Encourage Activities of Daily Living

These are important for other issues like privacy and body safety, but general self-esteem comes from being able to look after themselves. Daily living activities include washing, feeding, dressing, and cleaning up after themselves.

Have Them Help with Chores

I’m not talking about chores in exchange for money, although some families choose that route. I’m talking about contributing to the running of the family home. Not only will your child feel pride from completing specific tasks, but being involved in the running of the household helps them feel connected to and part of their family unit, which brings confidence and self-esteem. This could include putting their dishes in the sink, putting their clothes in the hamper, or helping plan dinner menus.

Offer Them Choices

Children should have choices, but don’t offer too many options. Try simple ones, like “Would you like the red or green cup?” Or “Would you prefer to go to the park or play puzzles?” Offering choice shows you are confident in them and allows them to consider their own needs, values, and preferences, which helps build independence.

Let Them Entertain Themselves

Not every moment of life needs to be scheduled or planned. Your child needs the opportunity to get bored to develop skills to self-entertain. This helps them become more independent when they can self-direct their play and activity. It also gives you additional space for things you need to focus on. It can help them understand that they and you have different and independent needs sometimes, which is perfectly acceptable.

By showing your child that you believe in their capabilities and that independence is something positive, you are setting them up to be self-driven, motivated, and more confident.

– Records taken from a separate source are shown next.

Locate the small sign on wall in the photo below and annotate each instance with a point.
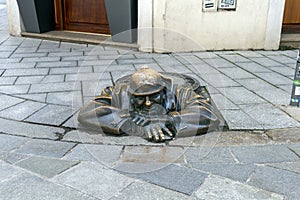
(227, 4)
(209, 5)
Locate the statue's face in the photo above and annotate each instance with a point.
(148, 104)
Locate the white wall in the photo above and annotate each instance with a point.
(13, 17)
(187, 28)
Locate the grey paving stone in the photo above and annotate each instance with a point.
(276, 180)
(18, 65)
(104, 154)
(264, 154)
(266, 62)
(239, 120)
(249, 54)
(78, 58)
(240, 95)
(21, 111)
(47, 167)
(51, 114)
(14, 89)
(25, 72)
(288, 166)
(235, 58)
(141, 190)
(219, 80)
(29, 79)
(274, 78)
(7, 80)
(8, 171)
(35, 97)
(283, 59)
(175, 178)
(11, 157)
(47, 148)
(269, 116)
(236, 73)
(53, 87)
(71, 70)
(207, 155)
(102, 183)
(93, 88)
(28, 55)
(256, 84)
(295, 148)
(29, 130)
(218, 63)
(222, 102)
(27, 186)
(253, 67)
(40, 59)
(222, 188)
(7, 101)
(241, 138)
(238, 172)
(153, 154)
(9, 143)
(66, 54)
(57, 64)
(72, 98)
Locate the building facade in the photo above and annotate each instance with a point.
(182, 26)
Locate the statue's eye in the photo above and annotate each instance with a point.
(156, 98)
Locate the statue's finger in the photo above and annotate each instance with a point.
(140, 121)
(149, 134)
(155, 134)
(166, 130)
(161, 134)
(135, 119)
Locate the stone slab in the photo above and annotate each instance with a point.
(264, 154)
(149, 154)
(288, 166)
(29, 130)
(94, 180)
(47, 148)
(286, 135)
(238, 172)
(222, 188)
(27, 186)
(104, 154)
(9, 142)
(175, 178)
(47, 167)
(8, 171)
(7, 101)
(141, 190)
(275, 180)
(52, 114)
(208, 155)
(21, 111)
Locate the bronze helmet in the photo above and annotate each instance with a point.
(145, 81)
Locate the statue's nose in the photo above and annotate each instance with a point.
(148, 102)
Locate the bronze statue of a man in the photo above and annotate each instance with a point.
(153, 105)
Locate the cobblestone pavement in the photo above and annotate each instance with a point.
(44, 156)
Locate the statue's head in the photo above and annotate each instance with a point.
(146, 90)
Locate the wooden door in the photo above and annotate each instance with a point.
(81, 15)
(291, 17)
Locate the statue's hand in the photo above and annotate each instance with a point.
(158, 132)
(141, 120)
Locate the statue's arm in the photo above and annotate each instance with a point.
(98, 114)
(196, 116)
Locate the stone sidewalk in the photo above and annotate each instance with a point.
(43, 155)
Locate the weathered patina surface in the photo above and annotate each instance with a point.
(158, 106)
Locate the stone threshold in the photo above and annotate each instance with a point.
(78, 37)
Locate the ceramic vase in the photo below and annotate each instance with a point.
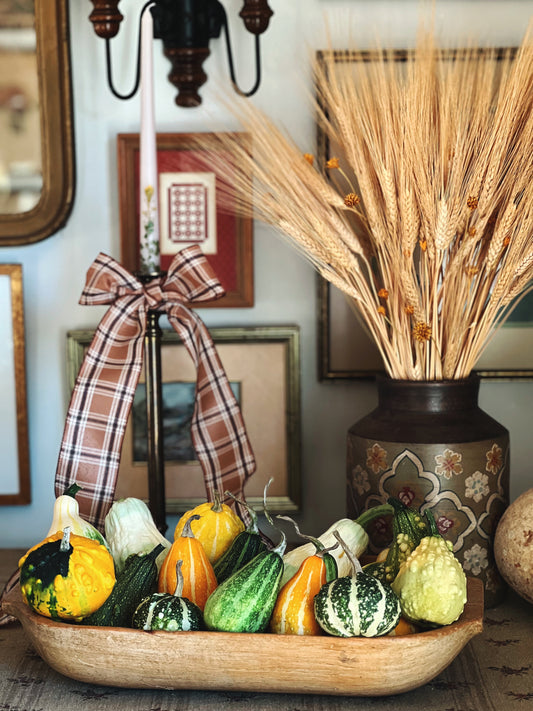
(429, 444)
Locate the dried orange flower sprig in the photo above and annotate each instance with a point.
(423, 217)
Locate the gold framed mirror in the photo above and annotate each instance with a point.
(55, 172)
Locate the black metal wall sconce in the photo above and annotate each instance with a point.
(185, 27)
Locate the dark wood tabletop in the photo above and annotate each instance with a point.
(494, 672)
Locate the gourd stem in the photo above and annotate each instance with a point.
(253, 526)
(375, 512)
(217, 503)
(432, 524)
(280, 548)
(179, 579)
(72, 490)
(65, 541)
(320, 548)
(187, 529)
(356, 565)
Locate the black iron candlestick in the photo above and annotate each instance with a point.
(154, 412)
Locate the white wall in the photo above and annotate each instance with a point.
(54, 270)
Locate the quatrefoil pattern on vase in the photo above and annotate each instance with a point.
(463, 484)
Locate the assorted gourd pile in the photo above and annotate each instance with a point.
(221, 575)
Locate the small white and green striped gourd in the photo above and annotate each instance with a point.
(357, 605)
(168, 612)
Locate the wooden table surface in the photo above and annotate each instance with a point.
(494, 672)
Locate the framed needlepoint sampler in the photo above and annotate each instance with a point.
(190, 210)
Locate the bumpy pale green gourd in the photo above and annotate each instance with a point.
(431, 583)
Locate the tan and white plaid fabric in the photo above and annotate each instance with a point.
(104, 389)
(103, 393)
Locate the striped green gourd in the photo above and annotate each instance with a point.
(357, 605)
(245, 546)
(167, 611)
(244, 602)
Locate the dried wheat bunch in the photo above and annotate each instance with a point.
(423, 215)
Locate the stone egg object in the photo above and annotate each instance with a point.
(513, 545)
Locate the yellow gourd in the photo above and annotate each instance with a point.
(199, 579)
(216, 528)
(66, 576)
(294, 611)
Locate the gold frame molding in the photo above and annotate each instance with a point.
(57, 134)
(255, 410)
(14, 273)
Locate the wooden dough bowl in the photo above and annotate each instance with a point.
(248, 662)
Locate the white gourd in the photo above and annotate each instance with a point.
(67, 513)
(130, 529)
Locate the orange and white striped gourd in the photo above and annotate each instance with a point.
(216, 527)
(294, 609)
(199, 579)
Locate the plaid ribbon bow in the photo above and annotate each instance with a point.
(105, 386)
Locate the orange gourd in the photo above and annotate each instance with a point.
(199, 579)
(216, 526)
(294, 609)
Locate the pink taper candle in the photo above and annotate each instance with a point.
(148, 190)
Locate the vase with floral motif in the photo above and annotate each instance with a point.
(429, 444)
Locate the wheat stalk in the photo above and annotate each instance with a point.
(424, 214)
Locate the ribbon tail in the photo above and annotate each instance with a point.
(217, 428)
(99, 408)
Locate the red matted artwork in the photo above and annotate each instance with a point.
(190, 210)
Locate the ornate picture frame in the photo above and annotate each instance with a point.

They are less likely to cling and can step out of their comfort zone and explore new things. Although this can be tricky as a parent, watching your child’s increasing desire to be independent takes them away from you. Still, it’s essential to teach them independence for their development and transition into adulthood as confident and self-assured people.

Resources
1. Bandura, A. 1977. “Self-efficacy: Toward a Unifying Theory of Behavioral Change.” Psychological Review 84 (2): 91–215.
2. Dahlquist LM, Power TG, Hahn AL, Hoehn JL, Thompson CC, Herbert LJ, Law EF, Bollinger ME. Parenting and independent problem-solving in preschool children with food allergy. J Pediatr Psychol. 2015 Jan-Feb;40(1):96-108. doi: 10.1093/jpepsy/jsu087. Epub 2014 Oct 17. PMID: 25326001; PMCID: PMC4288307.
3. Howes C, Lee L. Peer relations in young children. In: Balter L, Tamis-LeMonda C S, editors. Child psychology: A handbook of contemporary issues. New York: Psychology Press; 2006. pp. 135–151.